4.7 KiB
Software Architecture
For Claude: This content is mirrored in
skills/software-architecture/SKILL.mdwhich is auto-triggered when relevant. You don't need to load this file directly.
This document describes the architectural patterns we use to achieve our architecture beliefs. It serves as human-readable organizational documentation.
Beliefs to Patterns
| Belief | Primary Pattern | Supporting Patterns |
|---|---|---|
| Auditability by default | Event Sourcing | Immutable events, temporal queries |
| Business language in code | Domain-Driven Design | Ubiquitous language, aggregates, bounded contexts |
| Independent evolution | Event-driven communication | Bounded contexts, published language |
| Explicit over implicit | Commands and Events | Domain events, clear intent |
Event Sourcing
Achieves: Auditability by default
Instead of storing current state, we store the sequence of events that led to it.
Core concepts:
- Events are immutable facts about what happened, named in past tense:
OrderPlaced,PaymentReceived - State is derived by replaying events, not stored directly
- Event store is append-only - history is never modified
Why this matters:
- Complete audit trail for free
- Debug by replaying history
- Answer "what was the state at time X?"
- Recover from bugs by fixing logic and replaying
Trade-offs:
- More complex than CRUD for simple cases
- Requires thinking in events, not state
- Eventually consistent read models
Domain-Driven Design
Achieves: Business language in code
The domain model reflects how the business thinks and talks.
Core concepts:
- Ubiquitous language - same terms in code, conversations, and documentation
- Bounded contexts - explicit boundaries where terms have consistent meaning
- Aggregates - clusters of objects that change together, with one root entity
- Domain events - capture what happened in business terms
Why this matters:
- Domain experts can read and validate the model
- New team members learn the domain through code
- Changes in business rules map clearly to code changes
Trade-offs:
- Upfront investment in understanding the domain
- Boundaries may need to shift as understanding grows
- Overkill for pure technical/infrastructure code
Event-Driven Communication
Achieves: Independent evolution
Services communicate by publishing events, not calling each other directly.
Core concepts:
- Publish events when something important happens
- Subscribe to events you care about
- No direct dependencies between publisher and subscriber
- Eventual consistency - accept that not everything updates instantly
Why this matters:
- Add new services without changing existing ones
- Services can be deployed independently
- Natural resilience - if a subscriber is down, events queue
Trade-offs:
- Harder to trace request flow
- Eventual consistency requires different thinking
- Need infrastructure for reliable event delivery
Commands and Events
Achieves: Explicit over implicit
Distinguish between requests (commands) and facts (events).
Core concepts:
- Commands express intent:
PlaceOrder,CancelSubscription - Commands can be rejected (validation, business rules)
- Events express facts:
OrderPlaced,SubscriptionCancelled - Events are immutable - what happened, happened
Why this matters:
- Clear separation of "trying to do X" vs "X happened"

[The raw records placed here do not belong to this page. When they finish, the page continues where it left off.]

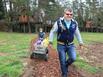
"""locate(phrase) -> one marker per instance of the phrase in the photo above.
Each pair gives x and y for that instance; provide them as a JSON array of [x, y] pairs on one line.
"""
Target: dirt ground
[[93, 54]]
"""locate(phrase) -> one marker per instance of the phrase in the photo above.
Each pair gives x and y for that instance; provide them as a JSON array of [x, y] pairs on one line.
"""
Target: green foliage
[[1, 10]]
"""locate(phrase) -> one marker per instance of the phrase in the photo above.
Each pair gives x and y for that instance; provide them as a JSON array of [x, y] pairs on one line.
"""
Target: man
[[66, 27], [41, 34]]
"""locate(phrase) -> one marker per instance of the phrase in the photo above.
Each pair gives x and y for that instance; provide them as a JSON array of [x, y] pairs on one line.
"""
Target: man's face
[[68, 15]]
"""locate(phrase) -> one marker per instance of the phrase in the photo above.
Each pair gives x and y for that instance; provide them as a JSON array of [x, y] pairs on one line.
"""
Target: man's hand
[[81, 46]]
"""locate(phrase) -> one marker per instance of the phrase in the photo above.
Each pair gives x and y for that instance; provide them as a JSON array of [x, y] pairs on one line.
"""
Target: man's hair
[[68, 9]]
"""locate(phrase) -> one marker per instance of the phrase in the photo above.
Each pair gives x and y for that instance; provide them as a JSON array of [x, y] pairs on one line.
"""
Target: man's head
[[40, 29], [68, 14]]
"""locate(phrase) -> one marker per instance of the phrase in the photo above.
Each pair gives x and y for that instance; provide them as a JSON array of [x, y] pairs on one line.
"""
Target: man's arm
[[78, 35], [53, 30]]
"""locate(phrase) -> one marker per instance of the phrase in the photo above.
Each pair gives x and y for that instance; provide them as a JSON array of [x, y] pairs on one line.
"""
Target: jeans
[[64, 50]]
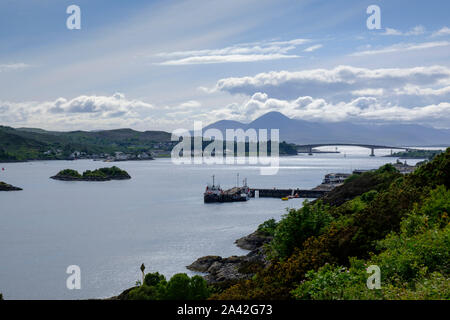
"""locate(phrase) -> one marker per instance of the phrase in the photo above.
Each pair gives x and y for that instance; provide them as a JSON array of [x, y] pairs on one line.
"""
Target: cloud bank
[[346, 93], [246, 52]]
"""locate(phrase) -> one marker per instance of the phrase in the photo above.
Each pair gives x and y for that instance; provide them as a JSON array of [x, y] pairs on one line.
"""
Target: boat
[[213, 193]]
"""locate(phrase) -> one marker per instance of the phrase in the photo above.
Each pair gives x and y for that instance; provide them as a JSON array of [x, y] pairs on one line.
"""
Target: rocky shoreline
[[7, 187], [225, 270], [71, 178]]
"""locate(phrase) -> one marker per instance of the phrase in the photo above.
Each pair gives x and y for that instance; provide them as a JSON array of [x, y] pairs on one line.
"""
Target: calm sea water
[[157, 218]]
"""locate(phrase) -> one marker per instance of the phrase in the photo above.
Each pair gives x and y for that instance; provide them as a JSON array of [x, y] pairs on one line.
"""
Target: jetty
[[214, 193], [282, 193]]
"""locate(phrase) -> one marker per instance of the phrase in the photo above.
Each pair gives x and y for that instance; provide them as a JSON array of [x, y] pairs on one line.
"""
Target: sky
[[161, 65]]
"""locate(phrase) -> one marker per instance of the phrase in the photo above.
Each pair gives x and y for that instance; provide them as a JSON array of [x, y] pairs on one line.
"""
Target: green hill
[[37, 144]]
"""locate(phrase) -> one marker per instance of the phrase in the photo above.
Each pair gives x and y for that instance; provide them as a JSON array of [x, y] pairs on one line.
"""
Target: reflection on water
[[158, 217]]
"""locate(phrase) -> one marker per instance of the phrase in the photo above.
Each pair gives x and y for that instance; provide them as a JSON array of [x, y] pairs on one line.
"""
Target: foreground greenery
[[416, 154], [399, 223], [179, 287]]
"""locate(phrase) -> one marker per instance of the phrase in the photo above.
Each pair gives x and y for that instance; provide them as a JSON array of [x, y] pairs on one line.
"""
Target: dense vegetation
[[98, 174], [417, 154], [179, 287], [399, 223]]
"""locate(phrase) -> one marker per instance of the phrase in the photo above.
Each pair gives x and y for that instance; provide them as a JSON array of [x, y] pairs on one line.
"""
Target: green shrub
[[179, 287], [298, 225], [268, 227]]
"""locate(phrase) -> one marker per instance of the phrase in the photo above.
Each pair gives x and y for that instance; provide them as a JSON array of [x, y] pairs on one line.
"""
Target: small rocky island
[[227, 270], [102, 174], [7, 187]]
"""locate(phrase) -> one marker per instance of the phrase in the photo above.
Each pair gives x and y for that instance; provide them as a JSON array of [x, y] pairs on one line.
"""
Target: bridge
[[307, 148]]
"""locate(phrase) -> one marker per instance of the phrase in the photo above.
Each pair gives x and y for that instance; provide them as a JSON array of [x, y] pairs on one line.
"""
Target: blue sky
[[164, 64]]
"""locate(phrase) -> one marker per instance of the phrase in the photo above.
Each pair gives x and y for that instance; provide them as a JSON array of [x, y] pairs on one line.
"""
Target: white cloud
[[313, 48], [80, 112], [346, 93], [335, 84], [359, 109], [226, 59], [402, 47], [246, 52], [444, 31], [13, 66]]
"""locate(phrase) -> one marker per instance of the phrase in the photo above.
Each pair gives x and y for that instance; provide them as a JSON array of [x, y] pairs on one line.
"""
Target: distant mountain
[[32, 143], [306, 132]]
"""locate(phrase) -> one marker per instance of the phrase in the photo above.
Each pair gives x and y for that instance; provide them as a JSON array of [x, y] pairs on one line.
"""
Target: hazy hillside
[[305, 132], [31, 143]]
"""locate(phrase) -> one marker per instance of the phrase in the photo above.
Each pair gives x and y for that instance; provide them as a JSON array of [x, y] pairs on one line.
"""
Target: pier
[[232, 195], [281, 193]]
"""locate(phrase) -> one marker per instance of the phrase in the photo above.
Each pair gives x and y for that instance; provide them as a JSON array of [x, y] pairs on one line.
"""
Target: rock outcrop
[[220, 270], [7, 187]]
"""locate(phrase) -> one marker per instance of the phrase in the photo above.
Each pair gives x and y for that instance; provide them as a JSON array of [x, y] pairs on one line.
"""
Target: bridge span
[[308, 148]]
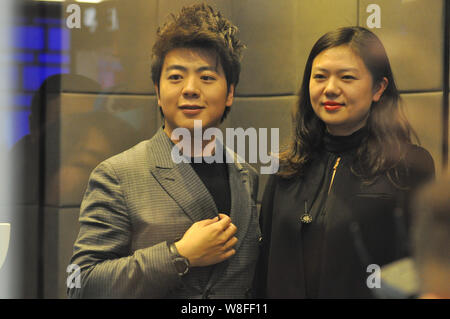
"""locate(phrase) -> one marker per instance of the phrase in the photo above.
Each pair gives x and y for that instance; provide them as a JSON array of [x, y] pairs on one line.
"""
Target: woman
[[338, 203]]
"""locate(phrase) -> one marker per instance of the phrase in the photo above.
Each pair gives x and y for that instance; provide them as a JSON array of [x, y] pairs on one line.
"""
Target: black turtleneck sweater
[[352, 224], [337, 150]]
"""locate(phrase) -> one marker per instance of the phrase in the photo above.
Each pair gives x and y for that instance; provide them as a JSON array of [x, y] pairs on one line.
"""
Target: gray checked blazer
[[138, 200]]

- Commands validate, events just record
- Enables replay - reprocess events with new logic
When to Diverge
These patterns are defaults, not mandates. Diverge intentionally when:
- Simplicity wins - a simple CRUD endpoint doesn't need event sourcing
- Performance requires it - sometimes synchronous calls are necessary
- Team context - patterns the team doesn't understand cause more harm than good
- Prototyping - validate ideas before investing in full architecture
When diverging, document the decision in the project's vision.md (see below).
Project-Level Architecture
Each project should document its architectural choices in vision.md under an Architecture section:
## Architecture
This project follows organization architecture patterns.
### Alignment
- Event sourcing for [which aggregates/domains]
- Bounded contexts: [list contexts and their responsibilities]
- Event-driven communication between [which services]
### Intentional Divergences
| Area | Standard Pattern | What We Do Instead | Why |
|------|------------------|-------------------|-----|
| [area] | [expected pattern] | [actual approach] | [reasoning] |
This creates traceability: org beliefs → patterns → project decisions.